Changes in the Vexatious Litigant Statute

By Laurel Champion

May 22, 2013

Effective January 1, 2013, the Vexatious Litigant Statute, codified as California Code of Civil Procedure § 391.1, et seq. has been modified. Existing law provided that when a defendant filed a motion for the court to order that the plaintiff furnishes security on the basis that the plaintiff is a vexatious litigant as defined in the statute (and is listed by the court), has been expanded to further allow the defendant in the same motion to alternatively request for an order to dismiss the case. In its review, the Court must order the litigation dismissed if the court determines that the litigation has no merit, and has been filed to harass or cause delay.

This section only applies to a pre-determined vexatious litigant, i.e., it is not the standard on a motion to declare plaintiff a vexatious litigant, thus the plaintiff would already be subject to the court's pre-filing order which requires authorization for the litigant to even file the lawsuit while representing himself or herself in propria persona, and secondly it also applies to those who were represented by an attorney when the lawsuit was filed but later becomes in propria persona after the attorney withdrew.

The statutes are directed at the repeated filing of unmeritorious motions and other papers and engaging in frivolous tactics, failing to comply with orders, and the inability of the justice system to deter pro pers by assessments and sanctions. These misuses of the legal system have been recently on the rise. It is important for defense attorneys to be aware of this statute, and its ability to address the problems created by just such a persistent and obsessive litigant.

Back in 1990 the legislature enacted C.C.P. § 391.7 which provided the courts with an additional means to counter misuse of the system by vexatious litigants. Section 391.7 authorizes a court to enter pre-filing order that prohibits a vexatious litigant from filing any new litigation in pro per without having first obtained permission from the presiding judge. The litigant is barred from filing the action or proceeding its excess is considered improbable. When the litigant is subject to a pre-filing order, even if the court finds high enough probability of success to allow the litigant to proceed, it may compel the litigant to furnish security as a condition to maintain any action.

Under California Code of Civil Procedure § 391(b), a vexatious litigant is defined as a person who does any of the following:

  • In the immediately proceeding seven year period has commenced, prosecuted, or maintained in propria persona at least five litigations other than in a small claims court that have been (1) finally determined adversely to the person, or (2) unjustifiably permitted to remain impending at least two years without having been brought to trial or hearing.
  • After a litigation has been finally determined against the person, repeatedly re-litigates, attempts to re-litigate in propria persona, either (1) the validity of the determination against the same defendant or defendants as to whom the litigation was finally determined, or (2) the cause of action, claim, controversy, or any of the issues affect or law, determined or concluded by the final determination against the same defendant or defendants as to whom the litigation was finally determined.
  • In any litigation while actin in propria persona repeatedly files unmeritorious motions, pleadings, or other papers, conducts unnecessary discovery, or engages in other tactics that are frivolous or solely intended to cause unnecessary delay.

The court may, on the motion of any party, enter a pre-filing order which prohibits a vexatious litigant from filing any new litigation in the courts of this state in propria persona without first obtaining leave of the presiding justice or presiding judge of the court whether litigation is proposed to be filed. (C.C.P. § 391.7(a).)

In any litigation pending in any court of this state, at any time until final judgment is entered, a defendant may move the court, upon notice and hearing, for an order requiring the plaintiff to furnish security.

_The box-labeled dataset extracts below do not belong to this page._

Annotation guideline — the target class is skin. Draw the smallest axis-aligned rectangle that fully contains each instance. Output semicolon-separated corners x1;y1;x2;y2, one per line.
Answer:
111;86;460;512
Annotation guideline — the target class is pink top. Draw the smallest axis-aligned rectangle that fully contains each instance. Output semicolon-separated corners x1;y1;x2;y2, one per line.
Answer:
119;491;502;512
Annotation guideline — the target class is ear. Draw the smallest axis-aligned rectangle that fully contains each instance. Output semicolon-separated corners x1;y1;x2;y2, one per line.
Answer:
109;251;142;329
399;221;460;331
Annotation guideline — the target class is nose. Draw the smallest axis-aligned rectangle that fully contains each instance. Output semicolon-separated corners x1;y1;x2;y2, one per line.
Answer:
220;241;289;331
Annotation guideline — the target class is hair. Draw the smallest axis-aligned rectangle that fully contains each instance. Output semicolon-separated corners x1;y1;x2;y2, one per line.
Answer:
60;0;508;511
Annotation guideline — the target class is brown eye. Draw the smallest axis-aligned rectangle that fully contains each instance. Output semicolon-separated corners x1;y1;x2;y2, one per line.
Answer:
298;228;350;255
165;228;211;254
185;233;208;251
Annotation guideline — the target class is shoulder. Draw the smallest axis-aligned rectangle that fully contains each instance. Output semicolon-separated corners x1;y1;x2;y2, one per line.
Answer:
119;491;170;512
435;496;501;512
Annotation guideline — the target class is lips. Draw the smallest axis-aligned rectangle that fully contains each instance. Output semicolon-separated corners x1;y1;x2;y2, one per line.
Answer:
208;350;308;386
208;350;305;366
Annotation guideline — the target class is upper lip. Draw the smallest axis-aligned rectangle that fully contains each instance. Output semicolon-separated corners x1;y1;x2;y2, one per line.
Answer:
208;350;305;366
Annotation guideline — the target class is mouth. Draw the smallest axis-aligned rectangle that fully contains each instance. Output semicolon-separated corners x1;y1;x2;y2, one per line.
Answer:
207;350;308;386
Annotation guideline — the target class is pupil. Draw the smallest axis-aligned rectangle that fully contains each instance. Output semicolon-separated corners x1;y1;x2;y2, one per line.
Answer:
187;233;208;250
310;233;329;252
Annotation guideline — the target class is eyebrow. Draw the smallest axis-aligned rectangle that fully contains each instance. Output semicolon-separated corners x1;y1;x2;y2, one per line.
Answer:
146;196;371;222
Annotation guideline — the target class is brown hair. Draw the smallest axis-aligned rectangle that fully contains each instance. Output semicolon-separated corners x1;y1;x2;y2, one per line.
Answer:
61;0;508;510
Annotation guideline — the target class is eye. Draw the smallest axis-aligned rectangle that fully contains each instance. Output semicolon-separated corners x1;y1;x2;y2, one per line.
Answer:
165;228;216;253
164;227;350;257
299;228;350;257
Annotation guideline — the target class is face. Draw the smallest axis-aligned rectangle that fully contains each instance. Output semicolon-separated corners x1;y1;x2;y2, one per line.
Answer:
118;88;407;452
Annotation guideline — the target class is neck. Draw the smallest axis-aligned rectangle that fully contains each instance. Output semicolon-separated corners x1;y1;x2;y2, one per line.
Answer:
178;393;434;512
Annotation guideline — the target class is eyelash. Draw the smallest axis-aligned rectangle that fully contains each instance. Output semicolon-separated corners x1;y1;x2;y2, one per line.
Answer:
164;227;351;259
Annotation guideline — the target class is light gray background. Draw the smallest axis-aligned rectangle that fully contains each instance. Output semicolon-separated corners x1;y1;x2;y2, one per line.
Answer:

The motion must be based upon the ground, and supported by a showing, that the plaintiff is a vexatious litigant and that there is not a reasonable probability that he will prevail in the litigation against the moving defendant. (C.C.P. § 391.1.)

A vexatious litigant once judicially declared, is added to a state wide vexatious litigant list that is maintained by the California Judicial Council pursuant to C.C.P. § 391.7, and available online.